冒険者の夢

月島 ギイ

集団転移

第1話 - 集団転移




南アメリカ大陸 - ブラジル 23時



散らかした暗い部屋に一人の男性がいた。


「うーん」


仕事が終わった時からそいつはパソコンで趣味の小説を書こうとしていたが、まだタイトルしか出来ていない。


【冒険者の夢】


「いいタイトルだな」


書きたい物語はもう決めている。異世界もので、自分を主人公に仕立てたものだが、いざ書き始めると恥ずかしくて戸惑っている。

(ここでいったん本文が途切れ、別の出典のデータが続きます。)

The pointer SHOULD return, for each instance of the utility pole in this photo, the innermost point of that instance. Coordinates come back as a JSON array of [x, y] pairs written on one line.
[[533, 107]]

(変にかっこつけなくて、"こういう時に自分ならこうする"っという風に書きたいけどなあ)


数時間前からこうして一文字も書いていないが、ついに最初のセリフを決めた。


[異世界に行きたい]


(普通だな)


「まあ、いいか、後は自己紹介だ。続こう………ん?」


(なんか静かすぎないか?)


悩みまくった後、続きを書こうとしたが、いつも騒がしい家の外から音一つも聞こえてないことに気づいた。


ブラジルではこんな深夜でもあっちこっちで人の声がするものだ。


「えっ!?……なんだこれは!?」


なんとパソコンの前に座っている俺の右隣に光の線が現れたと思ったら、その線が広がり、白く輝く扉になった。


体が固まり、思考が止まり、ただその扉を眺めることにしか出来なかった。

数秒後、頭が再起動していく。馬鹿みたいな顔をしながら席を立ち、おっかなびっくりにその扉に近づいた。


「………」


緊張しすぎて、呼吸まで止まりそうだが混乱している頭では考えることは一つだけだ。


(チャンスだ!見逃しちゃだめだ!)


わけがわからないが、ファンタジーものが好きで、子供みたいに非現実的なものを夢見た俺はこの扉を見逃しちゃだめっとだけはわかった。


(見逃すか!!)


動けずに震えていたが、やることが決まった俺は勢い良く扉を開けて、中の眩い光へ飛び出した。




◇ ◇ ◇ ◇




「あれ?皆、誰か来たよ!」


(………マジか)


光の扉の向こうはなんと、広くて真白な部屋だった。

だけど、一番驚いたのはそこに他の人もいることだった。


30人以上もあるようで、集まっていた全員はいきなり現れた俺の方を見た。


(学生?ていうか全員日本人?)


そいつらは漫画でしか見たことのない学生の制服を着て、見た目から高校生と見た。


「外国人?」

「そうみたいけど…」


(お、日本語だ!やっぱり日本人か)


驚きながら、俺は状況への既視想を感じた。


(やべえ!あれか⁉漫画でよくあるクラス召喚ってやつ⁉)


あからかに俺を怪しんでいるだが、それ以上に誰も何も言わない。


「ん?」


挨拶をしようと思ったが、俺たちのいる部屋の真ん中に変なものが現れた。


「自販機?」


学生たちは俺から視線を外し、その変わった自販機の方を見た。


「いや、自販機じゃなくてガチャみたいだ」


機械に近づいた男子がそう言った。その言葉を聞いて、学生たちもガチャに近づいた。俺も少し近づき、全員でその機械に書かれていることを読んだ。


「えーと…天恵スキルガチャ?勇者への贈り物?」


「一人ずつガチャを回して、天恵スキル?を貰えるって書いているよ」


「回し終わった後は全員で違う世界へ旅立つみたい、わけがわからない」


「うおおお!!これは異世界転移じゃないか!?」


(マジか!)


戸惑っている人もいるが、漫画とかで見た展開にテンション上がっている人もいる。もちろん、俺もだ。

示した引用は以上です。